Cientistas identificaram 24 novas espécies de anfípodes (pequenos crustáceos) em águas profundas da Zona de Clarion-Clipperton, no Oceano Pacífico. Entre os achados, está a descoberta de uma nova superfamília.
Os resultados foram publicados na última semana, em uma edição especial da revista ZooKeys, e representam um avanço importante na compreensão da biodiversidade da região. A área, que se estende por cerca de seis milhões de quilômetros quadrados entre o Havaí e o México, é uma das menos estudadas do planeta.
O estudo foi liderado por Anna Jażdżewska, da Universidade de Lodz, e Tammy Horton, do Centro Nacional de Oceanografia. Ao todo, 16 pesquisadores participaram de um workshop colaborativo realizado em 2024, focado na identificação e descrição das espécies coletadas na região.
As 24 novas espécies de anfípodes identificadas / Centro Nacional de Oceanografia, Southampton (Centro Nacional de Oceanografia, Southampton)
Além de catalogar as novas espécies, a equipe identificou uma nova família, chamada Mirabestiidae, e uma nova superfamília, Mirabestioidea, que representam ramos inéditos na árvore evolutiva. Também foram descritos dois novos gêneros e registradas ocorrências em profundidades nunca antes observadas para alguns grupos.

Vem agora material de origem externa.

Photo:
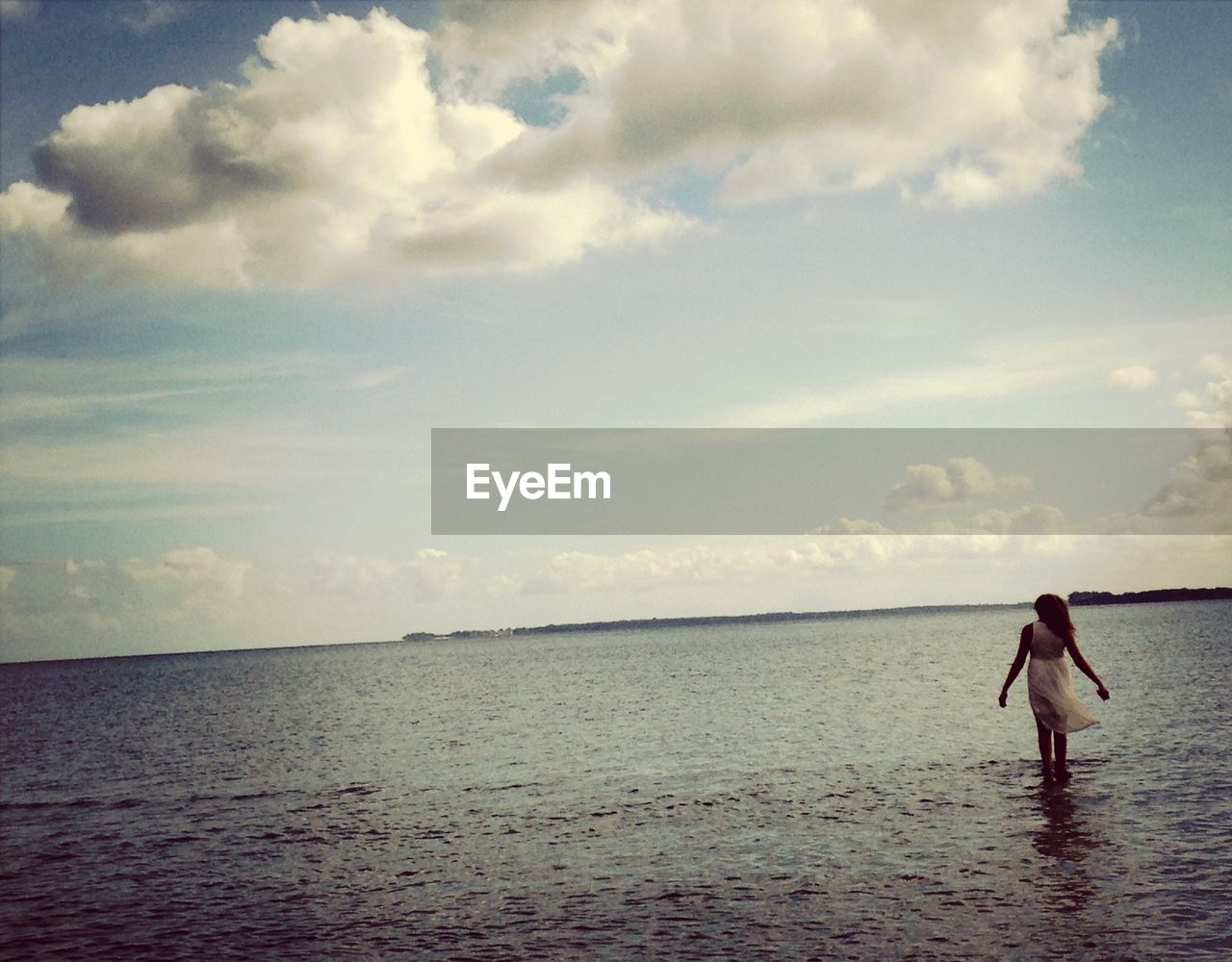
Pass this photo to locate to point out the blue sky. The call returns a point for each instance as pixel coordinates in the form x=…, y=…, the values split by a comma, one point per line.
x=253, y=253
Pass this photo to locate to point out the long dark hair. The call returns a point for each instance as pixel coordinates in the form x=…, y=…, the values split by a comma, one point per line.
x=1055, y=613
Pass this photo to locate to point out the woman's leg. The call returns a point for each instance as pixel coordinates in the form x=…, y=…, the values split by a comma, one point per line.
x=1060, y=743
x=1045, y=734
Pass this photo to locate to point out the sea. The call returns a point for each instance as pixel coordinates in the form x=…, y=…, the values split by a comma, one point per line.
x=834, y=789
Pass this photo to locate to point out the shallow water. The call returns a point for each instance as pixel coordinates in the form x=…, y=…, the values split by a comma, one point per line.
x=835, y=789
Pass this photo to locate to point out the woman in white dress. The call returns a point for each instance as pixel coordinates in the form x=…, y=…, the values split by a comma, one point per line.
x=1051, y=693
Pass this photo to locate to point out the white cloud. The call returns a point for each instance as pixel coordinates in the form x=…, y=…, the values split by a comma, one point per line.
x=154, y=13
x=334, y=159
x=993, y=371
x=1135, y=377
x=960, y=479
x=337, y=158
x=1213, y=407
x=373, y=378
x=968, y=104
x=1035, y=519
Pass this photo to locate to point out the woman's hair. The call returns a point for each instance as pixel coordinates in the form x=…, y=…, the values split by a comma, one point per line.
x=1055, y=613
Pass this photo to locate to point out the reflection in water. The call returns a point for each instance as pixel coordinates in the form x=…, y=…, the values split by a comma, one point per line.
x=1065, y=842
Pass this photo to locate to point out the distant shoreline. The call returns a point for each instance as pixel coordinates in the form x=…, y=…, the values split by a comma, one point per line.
x=773, y=618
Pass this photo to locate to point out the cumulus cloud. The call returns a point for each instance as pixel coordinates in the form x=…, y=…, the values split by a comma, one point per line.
x=1213, y=405
x=968, y=104
x=334, y=159
x=340, y=157
x=960, y=479
x=1135, y=377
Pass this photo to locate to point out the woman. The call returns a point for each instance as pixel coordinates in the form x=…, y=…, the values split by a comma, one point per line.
x=1057, y=710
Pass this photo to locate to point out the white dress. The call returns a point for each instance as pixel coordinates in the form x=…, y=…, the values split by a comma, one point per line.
x=1048, y=686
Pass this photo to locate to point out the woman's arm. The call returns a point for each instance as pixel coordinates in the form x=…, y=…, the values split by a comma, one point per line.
x=1024, y=649
x=1083, y=666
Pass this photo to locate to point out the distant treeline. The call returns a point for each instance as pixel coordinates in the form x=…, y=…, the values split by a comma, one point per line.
x=699, y=620
x=1077, y=597
x=1140, y=597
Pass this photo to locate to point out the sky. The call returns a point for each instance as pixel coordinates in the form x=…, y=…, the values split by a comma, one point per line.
x=253, y=253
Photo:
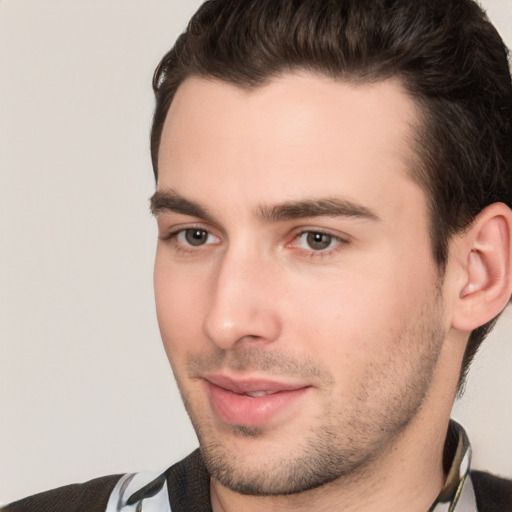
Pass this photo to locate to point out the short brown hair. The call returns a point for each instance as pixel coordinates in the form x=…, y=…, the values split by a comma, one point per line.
x=448, y=55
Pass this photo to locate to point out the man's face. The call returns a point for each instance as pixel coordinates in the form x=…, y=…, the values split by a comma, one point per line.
x=296, y=293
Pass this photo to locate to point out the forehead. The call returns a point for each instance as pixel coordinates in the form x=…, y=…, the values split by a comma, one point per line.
x=297, y=134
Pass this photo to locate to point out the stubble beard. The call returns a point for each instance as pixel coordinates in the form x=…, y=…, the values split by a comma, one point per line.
x=348, y=440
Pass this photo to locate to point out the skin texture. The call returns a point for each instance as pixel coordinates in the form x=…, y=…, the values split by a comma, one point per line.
x=348, y=307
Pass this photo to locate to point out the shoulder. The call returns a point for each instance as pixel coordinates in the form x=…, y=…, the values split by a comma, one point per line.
x=493, y=493
x=91, y=496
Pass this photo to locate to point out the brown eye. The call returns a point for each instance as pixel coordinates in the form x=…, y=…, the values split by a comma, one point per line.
x=196, y=237
x=318, y=241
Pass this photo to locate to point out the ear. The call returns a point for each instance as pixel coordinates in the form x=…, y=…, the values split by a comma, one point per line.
x=484, y=268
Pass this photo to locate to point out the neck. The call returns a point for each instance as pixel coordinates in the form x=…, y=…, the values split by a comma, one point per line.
x=406, y=478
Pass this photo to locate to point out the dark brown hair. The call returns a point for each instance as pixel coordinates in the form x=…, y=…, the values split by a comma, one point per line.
x=447, y=54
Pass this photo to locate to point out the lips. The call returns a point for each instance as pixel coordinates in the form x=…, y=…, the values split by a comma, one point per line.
x=251, y=402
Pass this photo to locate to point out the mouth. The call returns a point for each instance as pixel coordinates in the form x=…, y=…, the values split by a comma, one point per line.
x=252, y=402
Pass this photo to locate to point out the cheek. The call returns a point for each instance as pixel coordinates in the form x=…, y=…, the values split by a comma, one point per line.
x=179, y=305
x=355, y=319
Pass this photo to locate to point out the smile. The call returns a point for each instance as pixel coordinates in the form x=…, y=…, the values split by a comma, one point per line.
x=251, y=402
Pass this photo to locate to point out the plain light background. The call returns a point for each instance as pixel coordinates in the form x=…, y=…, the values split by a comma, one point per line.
x=85, y=387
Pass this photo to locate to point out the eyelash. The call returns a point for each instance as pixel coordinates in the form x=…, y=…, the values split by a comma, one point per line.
x=339, y=242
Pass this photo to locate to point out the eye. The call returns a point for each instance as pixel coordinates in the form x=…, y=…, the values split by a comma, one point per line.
x=317, y=241
x=195, y=237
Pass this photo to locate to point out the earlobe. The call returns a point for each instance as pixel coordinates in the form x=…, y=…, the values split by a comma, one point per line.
x=486, y=256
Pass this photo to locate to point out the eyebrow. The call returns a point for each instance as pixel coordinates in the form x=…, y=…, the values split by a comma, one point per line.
x=328, y=207
x=169, y=201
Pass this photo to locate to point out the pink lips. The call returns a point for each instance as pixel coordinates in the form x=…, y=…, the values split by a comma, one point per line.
x=250, y=402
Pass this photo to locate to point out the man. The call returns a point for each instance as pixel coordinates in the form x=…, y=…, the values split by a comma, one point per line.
x=333, y=191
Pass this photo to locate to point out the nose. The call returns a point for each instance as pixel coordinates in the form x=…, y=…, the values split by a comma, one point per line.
x=244, y=306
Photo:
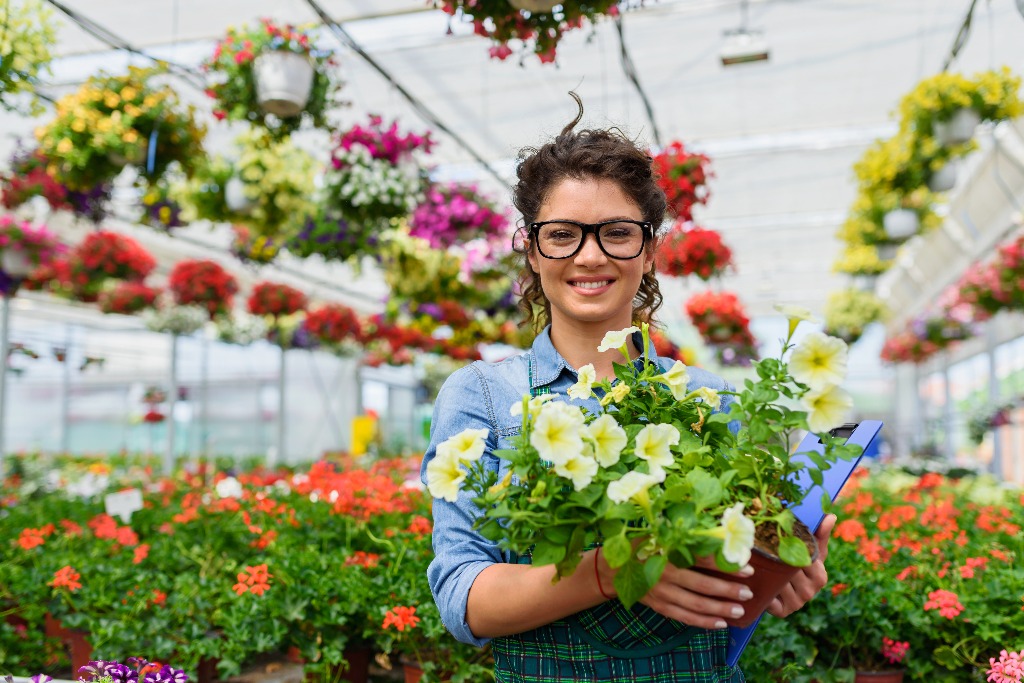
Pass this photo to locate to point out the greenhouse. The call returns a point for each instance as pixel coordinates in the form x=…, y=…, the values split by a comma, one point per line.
x=314, y=373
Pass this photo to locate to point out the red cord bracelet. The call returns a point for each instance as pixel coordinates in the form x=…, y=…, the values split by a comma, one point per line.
x=597, y=575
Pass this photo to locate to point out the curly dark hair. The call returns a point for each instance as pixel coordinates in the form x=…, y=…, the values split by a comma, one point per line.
x=585, y=154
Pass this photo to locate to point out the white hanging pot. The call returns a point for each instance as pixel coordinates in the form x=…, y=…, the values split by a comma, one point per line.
x=901, y=223
x=236, y=198
x=536, y=6
x=944, y=179
x=15, y=262
x=283, y=82
x=960, y=128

Os anfípodes encontrados incluem predadores e necrófagos adaptados às condições extremas do fundo do mar, como alta pressão, escuridão total e escassez de nutrientes. Segundo os pesquisadores, mais de 90% das espécies da região ainda não foram formalmente descritas, o que indica um enorme potencial para novas descobertas.
O trabalho integra a Iniciativa de Conhecimento Sustentável dos Fundos Marinhos, da Autoridade Internacional dos Fundos Marinhos, que pretende descrever mil novas espécies até o fim da década. A pesquisa também reforça a importância da taxonomia, área responsável por classificar e entender os organismos e seus papéis no ecossistema.

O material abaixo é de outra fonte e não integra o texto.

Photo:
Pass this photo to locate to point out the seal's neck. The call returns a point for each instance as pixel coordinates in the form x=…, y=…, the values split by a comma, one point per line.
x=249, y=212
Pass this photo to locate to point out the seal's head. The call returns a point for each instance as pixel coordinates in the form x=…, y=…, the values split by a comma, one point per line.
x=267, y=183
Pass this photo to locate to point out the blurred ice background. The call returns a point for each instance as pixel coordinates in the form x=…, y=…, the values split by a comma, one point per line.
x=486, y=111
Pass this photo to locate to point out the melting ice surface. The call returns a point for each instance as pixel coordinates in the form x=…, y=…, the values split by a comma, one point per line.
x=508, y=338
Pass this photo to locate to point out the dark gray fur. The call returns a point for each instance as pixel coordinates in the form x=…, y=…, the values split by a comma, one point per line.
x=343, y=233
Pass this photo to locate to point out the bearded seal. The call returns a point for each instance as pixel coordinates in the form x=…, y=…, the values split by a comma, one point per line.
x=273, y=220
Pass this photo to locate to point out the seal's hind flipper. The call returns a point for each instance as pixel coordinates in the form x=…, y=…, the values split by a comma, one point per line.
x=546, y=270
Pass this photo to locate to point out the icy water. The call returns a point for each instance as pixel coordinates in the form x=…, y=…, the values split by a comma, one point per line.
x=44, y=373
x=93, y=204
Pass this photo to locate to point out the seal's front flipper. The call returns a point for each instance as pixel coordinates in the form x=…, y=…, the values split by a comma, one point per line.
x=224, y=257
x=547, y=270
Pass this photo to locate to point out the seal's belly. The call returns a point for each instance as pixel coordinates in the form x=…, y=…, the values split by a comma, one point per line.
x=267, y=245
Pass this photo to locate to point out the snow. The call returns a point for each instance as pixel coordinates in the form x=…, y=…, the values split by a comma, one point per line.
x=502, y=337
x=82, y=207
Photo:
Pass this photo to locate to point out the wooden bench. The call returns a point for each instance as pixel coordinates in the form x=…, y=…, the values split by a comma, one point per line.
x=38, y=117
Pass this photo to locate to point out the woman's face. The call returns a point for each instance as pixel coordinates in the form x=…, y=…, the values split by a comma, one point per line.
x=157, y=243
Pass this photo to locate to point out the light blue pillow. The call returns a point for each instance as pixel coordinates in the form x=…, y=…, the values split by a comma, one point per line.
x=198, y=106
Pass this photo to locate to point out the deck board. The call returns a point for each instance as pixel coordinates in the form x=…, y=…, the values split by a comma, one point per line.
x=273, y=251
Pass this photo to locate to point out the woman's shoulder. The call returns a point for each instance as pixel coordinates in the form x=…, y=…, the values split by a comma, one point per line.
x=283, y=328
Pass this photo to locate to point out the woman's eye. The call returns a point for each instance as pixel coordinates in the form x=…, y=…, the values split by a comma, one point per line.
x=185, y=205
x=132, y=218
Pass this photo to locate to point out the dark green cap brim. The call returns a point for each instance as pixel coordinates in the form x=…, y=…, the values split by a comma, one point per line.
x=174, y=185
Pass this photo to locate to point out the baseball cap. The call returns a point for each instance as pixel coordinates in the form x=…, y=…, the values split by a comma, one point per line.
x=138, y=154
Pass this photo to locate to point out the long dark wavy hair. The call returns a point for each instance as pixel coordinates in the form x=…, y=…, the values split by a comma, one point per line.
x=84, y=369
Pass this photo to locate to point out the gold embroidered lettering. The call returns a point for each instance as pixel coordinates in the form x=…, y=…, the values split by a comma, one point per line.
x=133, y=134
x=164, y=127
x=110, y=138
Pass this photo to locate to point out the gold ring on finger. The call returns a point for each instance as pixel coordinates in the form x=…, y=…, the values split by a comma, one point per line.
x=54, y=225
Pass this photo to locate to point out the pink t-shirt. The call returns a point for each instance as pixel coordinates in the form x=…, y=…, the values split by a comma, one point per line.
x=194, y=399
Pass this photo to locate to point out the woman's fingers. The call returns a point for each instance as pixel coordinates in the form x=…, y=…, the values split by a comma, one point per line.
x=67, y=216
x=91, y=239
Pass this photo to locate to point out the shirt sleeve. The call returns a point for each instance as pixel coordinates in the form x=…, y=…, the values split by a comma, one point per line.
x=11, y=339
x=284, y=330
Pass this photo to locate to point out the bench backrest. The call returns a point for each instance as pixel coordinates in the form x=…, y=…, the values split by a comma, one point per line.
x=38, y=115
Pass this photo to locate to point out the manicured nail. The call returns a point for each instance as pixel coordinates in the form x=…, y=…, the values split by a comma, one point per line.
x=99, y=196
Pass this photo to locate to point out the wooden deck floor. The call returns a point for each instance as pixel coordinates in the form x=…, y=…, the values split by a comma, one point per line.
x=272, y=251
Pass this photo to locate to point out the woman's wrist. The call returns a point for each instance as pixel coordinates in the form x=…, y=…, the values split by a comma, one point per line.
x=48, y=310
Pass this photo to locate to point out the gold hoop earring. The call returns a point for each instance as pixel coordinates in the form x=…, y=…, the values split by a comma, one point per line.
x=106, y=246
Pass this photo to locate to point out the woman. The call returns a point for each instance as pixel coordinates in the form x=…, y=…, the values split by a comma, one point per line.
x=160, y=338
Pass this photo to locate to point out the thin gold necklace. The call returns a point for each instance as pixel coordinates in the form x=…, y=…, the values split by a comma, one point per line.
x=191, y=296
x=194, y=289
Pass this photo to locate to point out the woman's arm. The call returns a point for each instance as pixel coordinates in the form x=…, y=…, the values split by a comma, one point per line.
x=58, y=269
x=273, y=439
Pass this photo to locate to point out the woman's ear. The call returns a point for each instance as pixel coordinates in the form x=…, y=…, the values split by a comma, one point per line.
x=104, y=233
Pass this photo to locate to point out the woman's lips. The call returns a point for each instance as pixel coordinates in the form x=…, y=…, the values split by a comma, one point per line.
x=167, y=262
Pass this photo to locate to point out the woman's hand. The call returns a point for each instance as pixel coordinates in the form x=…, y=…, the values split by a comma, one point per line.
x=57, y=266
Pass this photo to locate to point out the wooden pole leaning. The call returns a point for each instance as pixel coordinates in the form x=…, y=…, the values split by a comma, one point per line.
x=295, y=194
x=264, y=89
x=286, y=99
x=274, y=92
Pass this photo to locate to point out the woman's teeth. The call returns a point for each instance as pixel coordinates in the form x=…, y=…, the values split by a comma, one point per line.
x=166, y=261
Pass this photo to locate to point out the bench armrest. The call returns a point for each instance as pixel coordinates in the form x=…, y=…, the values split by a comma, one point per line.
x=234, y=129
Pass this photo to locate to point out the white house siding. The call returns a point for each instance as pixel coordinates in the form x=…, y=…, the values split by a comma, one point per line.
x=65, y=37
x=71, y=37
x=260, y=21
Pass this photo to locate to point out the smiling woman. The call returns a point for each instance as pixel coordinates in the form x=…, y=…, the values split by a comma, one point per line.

A colaboração internacional foi um dos pontos-chave do projeto, reunindo instituições de diferentes países. Segundo os autores, esse modelo acelerou o processo de descoberta e mostrou que iniciativas coletivas podem ampliar o conhecimento sobre a biodiversidade marinha.

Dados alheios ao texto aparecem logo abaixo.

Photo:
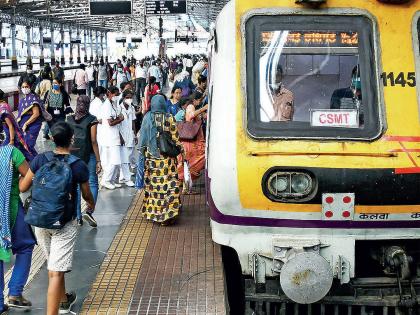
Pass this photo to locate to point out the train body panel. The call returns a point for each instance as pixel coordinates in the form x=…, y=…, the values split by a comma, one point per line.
x=362, y=195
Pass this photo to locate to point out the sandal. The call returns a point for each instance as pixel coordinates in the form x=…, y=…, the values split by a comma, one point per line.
x=18, y=302
x=169, y=222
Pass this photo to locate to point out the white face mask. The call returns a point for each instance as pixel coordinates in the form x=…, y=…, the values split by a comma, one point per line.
x=26, y=91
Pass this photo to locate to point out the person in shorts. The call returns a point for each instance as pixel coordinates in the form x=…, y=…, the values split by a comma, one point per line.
x=58, y=244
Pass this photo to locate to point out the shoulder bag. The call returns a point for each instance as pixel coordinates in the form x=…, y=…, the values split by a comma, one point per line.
x=188, y=130
x=166, y=145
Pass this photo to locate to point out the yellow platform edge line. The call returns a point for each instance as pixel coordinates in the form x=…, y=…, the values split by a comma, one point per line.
x=115, y=282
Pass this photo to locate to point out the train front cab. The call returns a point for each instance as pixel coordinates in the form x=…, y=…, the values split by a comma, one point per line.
x=314, y=149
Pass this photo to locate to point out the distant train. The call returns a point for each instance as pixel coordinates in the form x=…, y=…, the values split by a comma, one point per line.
x=313, y=157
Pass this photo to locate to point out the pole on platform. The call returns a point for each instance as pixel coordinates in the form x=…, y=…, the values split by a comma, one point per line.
x=52, y=48
x=14, y=57
x=71, y=47
x=102, y=45
x=79, y=60
x=41, y=46
x=106, y=46
x=28, y=46
x=1, y=36
x=97, y=45
x=62, y=60
x=91, y=44
x=85, y=37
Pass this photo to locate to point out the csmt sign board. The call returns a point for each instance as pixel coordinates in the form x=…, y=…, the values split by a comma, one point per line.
x=110, y=7
x=166, y=7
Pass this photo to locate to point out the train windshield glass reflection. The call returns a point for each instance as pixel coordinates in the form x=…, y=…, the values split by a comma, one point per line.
x=311, y=77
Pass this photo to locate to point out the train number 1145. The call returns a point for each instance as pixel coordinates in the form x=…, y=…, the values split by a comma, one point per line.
x=403, y=79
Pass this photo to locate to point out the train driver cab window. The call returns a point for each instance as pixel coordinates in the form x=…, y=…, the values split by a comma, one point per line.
x=311, y=77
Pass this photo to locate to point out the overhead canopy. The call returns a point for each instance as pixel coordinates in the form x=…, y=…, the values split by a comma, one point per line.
x=76, y=12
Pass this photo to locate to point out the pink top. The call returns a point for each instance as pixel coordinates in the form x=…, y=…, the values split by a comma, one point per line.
x=81, y=79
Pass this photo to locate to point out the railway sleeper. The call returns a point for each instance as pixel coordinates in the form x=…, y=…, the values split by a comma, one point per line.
x=371, y=296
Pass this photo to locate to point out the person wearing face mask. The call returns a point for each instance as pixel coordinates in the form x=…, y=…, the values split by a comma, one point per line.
x=28, y=77
x=127, y=130
x=29, y=117
x=111, y=118
x=120, y=76
x=283, y=99
x=57, y=103
x=91, y=74
x=85, y=147
x=103, y=74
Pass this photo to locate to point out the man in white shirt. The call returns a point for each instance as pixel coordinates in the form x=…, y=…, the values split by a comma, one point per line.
x=189, y=65
x=81, y=80
x=111, y=118
x=154, y=71
x=141, y=80
x=90, y=71
x=126, y=129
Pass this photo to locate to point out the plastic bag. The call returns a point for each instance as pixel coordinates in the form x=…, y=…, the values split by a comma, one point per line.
x=187, y=177
x=140, y=173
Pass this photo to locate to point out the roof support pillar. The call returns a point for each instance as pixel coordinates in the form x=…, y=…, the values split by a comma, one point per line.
x=41, y=46
x=97, y=45
x=106, y=46
x=71, y=47
x=85, y=40
x=28, y=46
x=15, y=65
x=102, y=45
x=1, y=36
x=62, y=60
x=91, y=44
x=79, y=60
x=52, y=48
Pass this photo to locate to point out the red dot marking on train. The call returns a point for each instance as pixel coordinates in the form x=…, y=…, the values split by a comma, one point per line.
x=346, y=199
x=329, y=214
x=329, y=200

Além dos avanços científicos, o estudo também chama atenção pela forma como as espécies foram nomeadas. Muitos dos novos organismos receberam nomes em homenagem a pesquisadores, familiares e até referências culturais, refletindo o caráter humano e colaborativo da ciência.
Com o ritmo atual de cerca de 25 novas espécies descritas por ano, os cientistas estimam que a fauna de anfípodes da região poderá ser amplamente catalogada na próxima década. Até lá, o oceano profundo segue como uma das últimas fronteiras do conhecimento científico.